Le pagelle di Inter e Roma in Champions Julio Cesar - 6: Quando c’è da parare lui pare, compiendo un mezzo miracolo sul gol, anche se non può fare niente sulla ribattuta vincente di Sarriegi Maicon - 5,5: la velocità c’è sempre , ma ieri mancava il controllo, visto che ha sbagliato molto, in fase propositiva Cordoba - 6: non molto impegnato, si limita a fermare gli avversari, fa il suo dovere per tutti i 90 m inuti Materazzi – 5,5: Troppo irruento e aggressivo, ma è il suo modo di giocare, ferma quasi sempre la punta, ma non brilla in fase di interdizione e anticipo Maxwell- 5,5: anche se ieri sera ha trovato molti spazi, non sempre è riuscito a sfruttarli. Cambiasso - 6: regge da solo il centrocampo, corre e si sacrifica, un vero operaio di Mourino Zanetti - 6: uno tra i migliori, disciplinato tatticamente ha interpretato bene la gara, anche quando, dopo l’ingresso di Balotelli è stato spostato in difesa Muntari - 5,5: prestazione opaca del ghanese che viene sostituito dopo l’intervallo Figo - 5: non è in condizione e si vede, lento e poco propositivo. Adriano - 5,5: il brasiliano ci prova più volte, anche se la mira è sfasata Ibrahimovic - 5: Non è serata per l’asso svedese, che dopo aver sfiorato il gol, sparisce tra le maglie dei difensori greci Mourinho - 5: il portoghese, arrivato per lanciare l’Inter in Champions, oltre che nel campionato, ieri non ha fatto una gran figura, lascia in panchina Mancini e Quaresma, poi, quando le cose si mettono male mette in campo cinque punte e sbilancia la squadra alla ricerca del pareggio. Serataccia anche per lo special one.
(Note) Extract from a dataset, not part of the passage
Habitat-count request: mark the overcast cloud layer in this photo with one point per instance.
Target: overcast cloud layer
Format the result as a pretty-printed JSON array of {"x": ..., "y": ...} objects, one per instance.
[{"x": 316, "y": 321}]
Doni 6: Sbaglia qualche uscita, ma compie ottime parate e da sicurezza alla scuadrafa. Cassetti 6,5: Ottima gara dell’esterno giallorosso, sia in fase difensiva che offensiva, l’azione del primo gol di Brighi parte proprio da lui Mexes 7: sicurezza, personalità, anticipi, giocate eleganti, il francese è tornato ai livelli dello scorso anno, ottima prestazione Juan 6,5: soffre un po’ la rapidità di Konè, e spesso è costretto a commettere fallo, non eccellente, ma comunque all’altezza della situazione Tonetto 6,5: si rivide il Tonetto dell’anno scorso, bravo in fase di contenimento, ma anche su qualche cross in fase d’attacco Brighi 8: Il migliore della Roma, lotta come un leone a centrocampo, contenendo gli avversari, poi si propone con ottimi inserimenti in attacco e segna i suoi due primi gol in Champions. Grande momento per il centrocampista. De Rossi 7: come al solito è una garanzia, è la base del successo di ogni partita giallorossa, si sacrifica copre ovunque gli spazi e rimedia spesso alle disattenzioni dei compagni. Insostituibile Taddei 5,5: quest’anno il brasiliano non riesce proprio a trovare continuità, sembra sempre in ritardo rispetto agli avversari, e non riesce ad adattarsi al nuovo modulo della Roma Perrotta 6,5: gioca dietro alle punte e fa quello che sa fare meglio, corre e si inserisce, suo l’assist del primo gol di Brighi. Baptista 6,5: si muove molto e da peso all’attacco giallorosso, sfiora più volte il gol e gioca per la squadra, la Bestia sembra essersi inserito completamente con questo modulo che sicuramente lo valorizza meglio Totti 7,5: quando la condizione fisica lo assiste, rivediamo il grande campione che abbiamo ammirato negli ultimi anni, ieri il capitano giallorosso oltre allo splendido gol su calcio piazzato, ha corso per tutti i novanta minuti, e questo è un segnale importante Spalletti 7: dopo un inizio di stagione col piede sbagliato, è riuscito a correggere i propri sbagli, stemperando le polemiche e concentrandosi sul lavoro. Il cambio di modulo ha dato i risultati sperati, e anche se forse ha esitato un po’ troppo prima di attuare questa scelta così delicata, bisogna dargli atto di essere riuscito, almeno per il momento, a ridisegnare la sua squadra facendola uscire dalla crisi di risultati. Ottimo stratega.